Audit analysis falls short
In an effort to gain insight into USF’s funding situation — and most notably, the approximately $240 million left untouched in unrestricted reserves — Faculty Senate Vice President Steve Permuth proposed that Leroy Dubeck, an expert in trend analysis and budgets, be invited to analyze the University’s budget from the past five years. The goal was to provide a neutral, third-party perspective.
Joining the USF chapter of the United Faculty of Florida (UFF) and the Faculty Senate, Student Government agreed to use Activity and Service fees to pay a third of the cost for the additional analysis, and for bringing Dubeck to campus to discuss his findings.
Unfortunately, Dubeck’s subsequent report, Review of the Annual Financial Audits of the University of South Florida, leaves much to be desired. It provides nothing more than commentary along with general definitions and a summary of assets, both of which are already provided in the official state audit.
Dubeck’s report concludes that USF is in “excellent financial condition” — a phrase that could cause a bit of mental dissonance for professors facing funding problems and students dealing with the rising cost of tuition.
The trio of organizations chose Dubeck because he could provide budget information from an academic perspective, rather than strictly looking at whether the figures balance properly as an accountant would. From this perspective, however, “excellent” doesn’t accurately describe USF’s commitment to maintaining the quality of education amid budget cuts.

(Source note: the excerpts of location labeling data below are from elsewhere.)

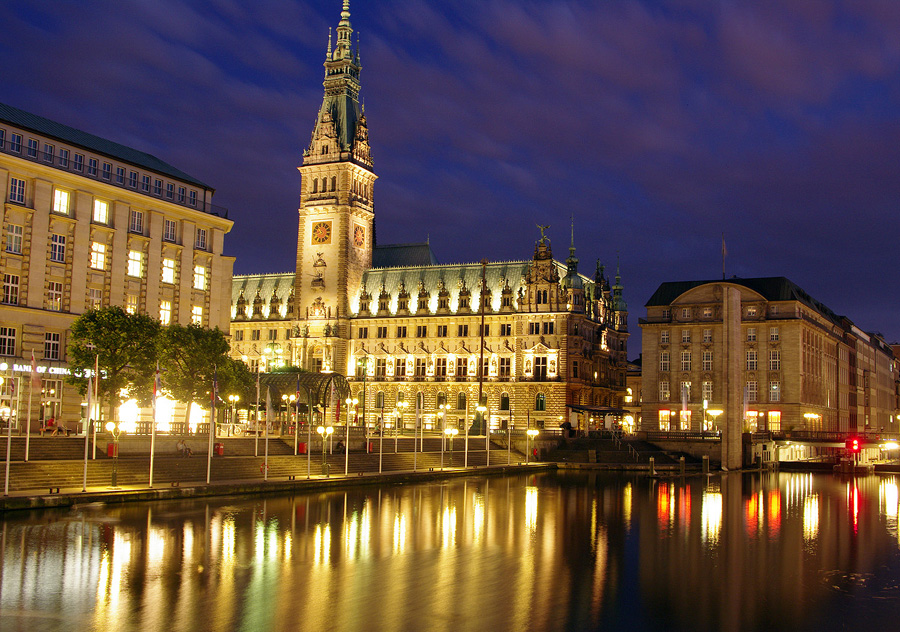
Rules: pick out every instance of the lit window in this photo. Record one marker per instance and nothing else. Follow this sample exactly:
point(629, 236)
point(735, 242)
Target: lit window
point(11, 289)
point(54, 296)
point(7, 341)
point(199, 277)
point(200, 242)
point(61, 201)
point(95, 298)
point(51, 346)
point(98, 255)
point(14, 239)
point(136, 222)
point(101, 211)
point(135, 263)
point(165, 312)
point(168, 275)
point(57, 248)
point(17, 190)
point(169, 230)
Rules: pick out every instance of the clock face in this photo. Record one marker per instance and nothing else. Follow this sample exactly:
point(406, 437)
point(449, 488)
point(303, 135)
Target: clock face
point(321, 233)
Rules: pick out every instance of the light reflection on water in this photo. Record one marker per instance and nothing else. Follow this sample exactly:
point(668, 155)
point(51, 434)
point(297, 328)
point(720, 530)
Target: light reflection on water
point(566, 551)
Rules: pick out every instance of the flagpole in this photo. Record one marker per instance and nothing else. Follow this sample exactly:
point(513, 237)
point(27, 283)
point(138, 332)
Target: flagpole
point(153, 423)
point(87, 434)
point(212, 425)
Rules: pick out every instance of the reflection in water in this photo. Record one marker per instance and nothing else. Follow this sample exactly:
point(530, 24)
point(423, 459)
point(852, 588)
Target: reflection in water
point(565, 551)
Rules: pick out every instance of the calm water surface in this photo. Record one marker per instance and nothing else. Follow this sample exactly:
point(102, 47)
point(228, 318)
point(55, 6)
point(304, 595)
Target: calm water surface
point(532, 552)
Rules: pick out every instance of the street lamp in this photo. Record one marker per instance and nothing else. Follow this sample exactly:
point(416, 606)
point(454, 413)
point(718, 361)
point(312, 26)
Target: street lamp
point(531, 434)
point(115, 428)
point(324, 432)
point(450, 433)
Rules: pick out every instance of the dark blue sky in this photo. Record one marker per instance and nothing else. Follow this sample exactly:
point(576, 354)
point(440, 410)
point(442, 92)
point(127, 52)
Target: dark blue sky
point(659, 125)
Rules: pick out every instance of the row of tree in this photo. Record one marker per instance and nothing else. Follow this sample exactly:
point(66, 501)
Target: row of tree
point(129, 349)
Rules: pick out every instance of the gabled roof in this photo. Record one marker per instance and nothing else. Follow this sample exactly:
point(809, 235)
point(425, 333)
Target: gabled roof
point(89, 142)
point(403, 255)
point(770, 288)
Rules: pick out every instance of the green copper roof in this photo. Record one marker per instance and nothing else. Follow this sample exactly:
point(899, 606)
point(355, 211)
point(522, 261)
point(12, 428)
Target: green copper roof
point(89, 142)
point(770, 288)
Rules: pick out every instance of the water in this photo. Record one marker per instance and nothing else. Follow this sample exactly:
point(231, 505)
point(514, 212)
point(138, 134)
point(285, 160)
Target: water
point(566, 551)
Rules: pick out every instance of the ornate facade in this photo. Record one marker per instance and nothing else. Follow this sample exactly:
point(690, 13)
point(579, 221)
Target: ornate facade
point(537, 339)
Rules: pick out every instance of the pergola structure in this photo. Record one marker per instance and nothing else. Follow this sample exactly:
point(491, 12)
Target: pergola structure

Dubeck suggested that USF should be willing to use more reserve funds to help it through the recession. This advice is based on the dangerously optimistic prediction that the economy will improve in two years, and that more federal funding will be devoted to higher education.
Relying on the speculation of an increase in federal funding is not only risky, but also provides insufficient reason to spend more in a time when fiscal conservatism is necessary.
It is laudable that UFF, SG and Faculty Senate brought Dubeck to USF with the intention of providing additional perspective. However, there should have been more insight provided on behalf of the USF faculty and Dubeck himself. Students need more than hopeful prediction. They need empirical analysis and careful consideration of how their tuition and tax dollars are being handled.